La Dante Alighieri, come noto, era l’unità più importante presente a Fiume; parte dell’equipaggio aveva fraternizzato con la folla tumultuante e la nave aveva poi dovuto rinunciare alla partenza, trovando l’imboccatura del porto sbarrata dalla Regia Nave Cortellazzo.
D’Annunzio, secondo lo Spinosa, convocò al Palazzo del Governo il Vice Ammiraglio e dopo un franco ma aspro colloquio, ne ordinò l’arresto, peraltro trattandolo come ospite, con i riguardi del caso, e restituendogli la “libertà formale” dopo che Casanuova ammise di considerarsi prigioniero.
Impressiona la frase di D’annunzio: “Le navi sono a Fiume: Fiume ubbidisce a me. Anche le navi debbono ubbidire a me. Sono mie. Sono le mie cose più preziose”.
Segue il messaggio di d’Annunzio alle navi che si trovano “nelle acque di Fiume italiana” ed il racconto della sua incursione notturna, assieme ad alcuni arditi, sulla Dante Alighieri, da cui circa 400 tra marinai ed ufficiali si gettarono in mare per impedirne la partenza e non dover abbandonare la città.
Il racconto di Vercesi è dettagliato ma parzialmente divergente: Casanuova si sarebbe recato a Fiume e qui avrebbe chiesto di conferire con D’Annunzio.
Dal colloquio, svoltosi nell’ufficio di Giuriati, il Capo di Gabinetto, alla presenza del maggiore Reina, il quale alla fine lo prese in consegna, emerge la decisione e la fierezza dell’Ammiraglio e l’intento di eseguire gli ordini a costo della vita.
In risposta all’asserzione di d’Annunzio“Le navi sono mie” egli avrebbe affermato: “La nave è protetta dalla bandiera”. Ma il Comandante non gradì l’osservazione e disse: “A Fiume tutto è italiano, ma di un’Italia diversa da quella di Nitti”.
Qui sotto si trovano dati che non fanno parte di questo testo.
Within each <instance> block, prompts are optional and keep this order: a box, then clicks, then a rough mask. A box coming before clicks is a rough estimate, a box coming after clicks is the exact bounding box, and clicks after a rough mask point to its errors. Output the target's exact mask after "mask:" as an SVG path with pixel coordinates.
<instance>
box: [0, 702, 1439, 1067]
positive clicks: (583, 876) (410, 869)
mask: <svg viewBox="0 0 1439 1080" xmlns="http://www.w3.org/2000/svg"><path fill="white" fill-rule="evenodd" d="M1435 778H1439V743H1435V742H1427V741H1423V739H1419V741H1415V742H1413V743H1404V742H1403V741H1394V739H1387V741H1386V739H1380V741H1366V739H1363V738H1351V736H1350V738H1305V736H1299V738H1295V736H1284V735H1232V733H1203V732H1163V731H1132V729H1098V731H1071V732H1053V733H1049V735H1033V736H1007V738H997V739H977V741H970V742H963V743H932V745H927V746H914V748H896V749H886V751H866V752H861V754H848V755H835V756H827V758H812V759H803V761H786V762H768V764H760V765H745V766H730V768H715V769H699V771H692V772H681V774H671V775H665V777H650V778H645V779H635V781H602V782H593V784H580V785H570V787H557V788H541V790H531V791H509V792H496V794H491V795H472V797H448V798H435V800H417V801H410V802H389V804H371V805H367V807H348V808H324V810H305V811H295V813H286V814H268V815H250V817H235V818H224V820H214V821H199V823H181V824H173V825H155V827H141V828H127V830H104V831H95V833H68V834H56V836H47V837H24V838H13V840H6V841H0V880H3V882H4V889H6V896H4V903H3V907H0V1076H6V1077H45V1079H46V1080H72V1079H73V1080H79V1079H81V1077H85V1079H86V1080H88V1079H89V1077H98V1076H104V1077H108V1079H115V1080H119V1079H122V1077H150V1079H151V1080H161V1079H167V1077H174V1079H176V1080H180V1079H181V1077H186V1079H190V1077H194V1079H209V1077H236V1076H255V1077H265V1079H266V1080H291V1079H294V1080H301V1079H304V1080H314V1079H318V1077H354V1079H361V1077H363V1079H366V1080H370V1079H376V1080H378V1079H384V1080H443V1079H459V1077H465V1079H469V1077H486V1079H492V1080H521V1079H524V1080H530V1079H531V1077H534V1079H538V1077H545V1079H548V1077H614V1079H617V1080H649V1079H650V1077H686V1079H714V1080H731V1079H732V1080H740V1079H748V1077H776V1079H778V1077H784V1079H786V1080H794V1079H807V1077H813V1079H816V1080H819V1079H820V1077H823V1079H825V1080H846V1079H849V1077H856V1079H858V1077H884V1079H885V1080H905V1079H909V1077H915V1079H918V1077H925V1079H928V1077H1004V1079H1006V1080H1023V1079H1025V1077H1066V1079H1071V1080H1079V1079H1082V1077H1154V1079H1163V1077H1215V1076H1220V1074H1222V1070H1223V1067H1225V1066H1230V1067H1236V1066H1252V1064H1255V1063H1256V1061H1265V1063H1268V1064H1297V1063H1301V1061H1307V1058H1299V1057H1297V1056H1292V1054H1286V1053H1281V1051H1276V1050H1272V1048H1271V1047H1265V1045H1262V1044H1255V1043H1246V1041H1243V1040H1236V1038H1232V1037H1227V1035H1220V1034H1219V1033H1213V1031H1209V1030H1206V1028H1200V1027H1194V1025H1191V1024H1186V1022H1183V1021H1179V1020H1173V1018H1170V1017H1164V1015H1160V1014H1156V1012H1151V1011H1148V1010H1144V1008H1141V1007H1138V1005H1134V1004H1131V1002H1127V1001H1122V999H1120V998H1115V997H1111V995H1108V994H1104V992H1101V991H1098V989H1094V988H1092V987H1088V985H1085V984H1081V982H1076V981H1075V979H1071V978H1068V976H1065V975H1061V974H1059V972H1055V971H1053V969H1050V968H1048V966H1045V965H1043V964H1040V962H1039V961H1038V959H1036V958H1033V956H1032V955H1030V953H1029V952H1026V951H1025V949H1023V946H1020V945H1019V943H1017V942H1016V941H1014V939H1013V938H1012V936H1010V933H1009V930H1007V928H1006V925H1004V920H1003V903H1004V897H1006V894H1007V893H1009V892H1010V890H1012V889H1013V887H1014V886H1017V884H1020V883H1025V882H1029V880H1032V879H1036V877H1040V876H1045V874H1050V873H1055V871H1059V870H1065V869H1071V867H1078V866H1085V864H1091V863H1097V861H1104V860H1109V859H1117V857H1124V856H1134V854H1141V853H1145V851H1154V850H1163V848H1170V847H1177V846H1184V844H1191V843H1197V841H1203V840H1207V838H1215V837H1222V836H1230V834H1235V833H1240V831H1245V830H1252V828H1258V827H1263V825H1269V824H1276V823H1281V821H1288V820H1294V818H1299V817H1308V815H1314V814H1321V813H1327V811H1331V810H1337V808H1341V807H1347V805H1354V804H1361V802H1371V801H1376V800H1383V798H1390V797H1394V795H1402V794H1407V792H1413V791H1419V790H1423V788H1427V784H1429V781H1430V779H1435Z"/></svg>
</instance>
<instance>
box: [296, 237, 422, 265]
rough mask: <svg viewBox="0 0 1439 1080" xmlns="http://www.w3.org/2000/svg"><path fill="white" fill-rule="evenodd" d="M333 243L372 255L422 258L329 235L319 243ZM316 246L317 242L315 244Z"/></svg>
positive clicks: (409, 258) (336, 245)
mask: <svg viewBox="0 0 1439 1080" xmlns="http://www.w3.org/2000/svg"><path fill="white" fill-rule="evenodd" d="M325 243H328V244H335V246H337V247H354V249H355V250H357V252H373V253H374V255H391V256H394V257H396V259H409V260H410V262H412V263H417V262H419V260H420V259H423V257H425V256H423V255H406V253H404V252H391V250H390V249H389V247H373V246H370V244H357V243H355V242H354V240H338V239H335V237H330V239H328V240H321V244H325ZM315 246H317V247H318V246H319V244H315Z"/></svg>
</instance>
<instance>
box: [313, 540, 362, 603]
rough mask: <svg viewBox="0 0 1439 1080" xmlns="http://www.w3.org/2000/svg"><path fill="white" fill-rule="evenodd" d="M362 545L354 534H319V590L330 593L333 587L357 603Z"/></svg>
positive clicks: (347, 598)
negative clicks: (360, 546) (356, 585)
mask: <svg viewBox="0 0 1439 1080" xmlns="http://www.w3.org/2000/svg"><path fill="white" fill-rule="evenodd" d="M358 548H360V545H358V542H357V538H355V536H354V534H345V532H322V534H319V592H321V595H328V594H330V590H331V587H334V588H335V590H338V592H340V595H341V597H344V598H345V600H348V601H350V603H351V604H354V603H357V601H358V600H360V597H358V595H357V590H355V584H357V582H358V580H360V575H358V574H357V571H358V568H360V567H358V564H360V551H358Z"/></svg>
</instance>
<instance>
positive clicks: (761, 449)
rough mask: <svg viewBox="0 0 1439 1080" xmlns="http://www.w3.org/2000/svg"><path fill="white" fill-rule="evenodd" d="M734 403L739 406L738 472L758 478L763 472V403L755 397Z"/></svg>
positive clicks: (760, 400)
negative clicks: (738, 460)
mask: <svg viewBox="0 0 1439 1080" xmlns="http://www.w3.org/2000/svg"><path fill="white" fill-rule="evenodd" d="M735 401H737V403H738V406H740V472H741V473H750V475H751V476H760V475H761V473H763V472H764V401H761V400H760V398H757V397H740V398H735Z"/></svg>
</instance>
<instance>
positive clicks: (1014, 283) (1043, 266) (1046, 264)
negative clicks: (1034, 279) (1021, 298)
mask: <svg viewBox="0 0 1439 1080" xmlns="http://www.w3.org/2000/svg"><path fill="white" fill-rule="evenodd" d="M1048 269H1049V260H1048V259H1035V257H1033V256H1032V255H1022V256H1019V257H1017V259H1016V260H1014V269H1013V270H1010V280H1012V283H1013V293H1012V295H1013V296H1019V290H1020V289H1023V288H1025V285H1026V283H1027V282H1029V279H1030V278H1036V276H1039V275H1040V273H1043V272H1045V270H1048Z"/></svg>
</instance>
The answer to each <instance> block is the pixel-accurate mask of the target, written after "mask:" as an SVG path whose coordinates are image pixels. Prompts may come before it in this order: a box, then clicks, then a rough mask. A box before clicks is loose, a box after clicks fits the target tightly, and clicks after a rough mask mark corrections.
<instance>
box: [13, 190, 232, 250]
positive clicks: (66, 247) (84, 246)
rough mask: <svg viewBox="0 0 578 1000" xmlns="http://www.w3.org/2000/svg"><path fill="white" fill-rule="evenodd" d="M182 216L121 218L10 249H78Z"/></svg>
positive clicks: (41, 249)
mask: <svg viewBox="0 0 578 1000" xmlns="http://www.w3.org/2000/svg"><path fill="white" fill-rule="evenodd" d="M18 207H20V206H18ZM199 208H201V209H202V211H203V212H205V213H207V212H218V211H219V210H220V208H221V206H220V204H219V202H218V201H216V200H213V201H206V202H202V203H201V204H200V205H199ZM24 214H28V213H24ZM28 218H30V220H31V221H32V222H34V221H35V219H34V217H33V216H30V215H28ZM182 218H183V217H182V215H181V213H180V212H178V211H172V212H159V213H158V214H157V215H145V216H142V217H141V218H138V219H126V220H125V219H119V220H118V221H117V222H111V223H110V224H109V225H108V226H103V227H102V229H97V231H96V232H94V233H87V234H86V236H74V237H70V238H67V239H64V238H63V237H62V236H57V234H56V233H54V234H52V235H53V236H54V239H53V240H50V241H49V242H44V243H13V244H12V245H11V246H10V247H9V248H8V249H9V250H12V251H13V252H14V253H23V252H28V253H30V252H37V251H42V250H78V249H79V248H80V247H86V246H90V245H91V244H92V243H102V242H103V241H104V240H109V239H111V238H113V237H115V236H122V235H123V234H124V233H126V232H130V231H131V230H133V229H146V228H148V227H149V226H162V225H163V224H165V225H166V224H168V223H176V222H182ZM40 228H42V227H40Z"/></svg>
Allora l’ammiraglio replicò di non conoscere Nitti, ma di aver giurato fedeltà al Re.
L’arresto seguì, quindi, in un clima di rispetto e persino di commossa ammirazione reciproca.
La sottovalutazione, tra le alte sfere militari, di quello che stava succedendo a Fiume fu davvero singolare: avevano sperato di far rientrare tutto bonariamente in virtù della disciplina al Re, magari distribuendo qualche pacca sulle spalle.
Ma… nelle strade, come scrive Vercesi, i fanti già intonavano la canzone “Se non ci conoscete guardateci nel petto: noi siamo i disertori, ma non di Caporetto…”
A ben vedere, le parole della canzone esprimono in modo semplice un concetto molto chiaro: la diserzione dei legionari non è un atto di viltà, una fuga di fronte al nemico, bensì il prezzo necessario per una causa superiore, dovuto al tradimento delle autorità governative.
Assai più cruda e forse realistica la brevissima sintesi del periodico francese: all’estero non esistono le remore ed i falsi pudori che hanno lasciato in ombra alcune verità storiche nel nostro paese.
Scrive, infatti, il giornale che all’ammiraglio Casanuova non obbedirono né ufficiali né marinai “e lui fu condotto a terra come prigioniero.”
Come si sa, delle navi italiane presenti, poterono salpare solo la corazzata Emanuele Filiberto, che ospitava il Comando Superiore Navale di Fiume, che nella manovra strappò una delle ancore ed il caccia Sirtori, evidentemente già allertato e pronto per la partenza.
Altre unità andarono a formare la piccola flotta dannunziana, mentre parte di alcuni equipaggi aderirono alla causa legionaria.
La Dante Alighieri, impossibilitata a partire, ottenne dal Comando dell’Alto Adriatico, unitamente ad alcune altre unità rimaste fedeli, di restare ancorate a Fiume quale simbolo “governativo” della presenza italiana.
La prigionia dell’ammiraglio Casanuova non durò a lungo, grazie a quel rispetto reciproco che caratterizzò, nel primo periodo dell’occupazione, i rapporti tra corpi militari italiani e legionari dannunziani.
Vi è, tuttavia, da considerare che, ancora il 17 settembre, l’ammiraglio Cusani – Visconti, comandante della piazzafote di Pola, principale base navale italiana nei territori occupati, intimava a d’Annunzio di rilasciare il vice ammiraglio Casanuova.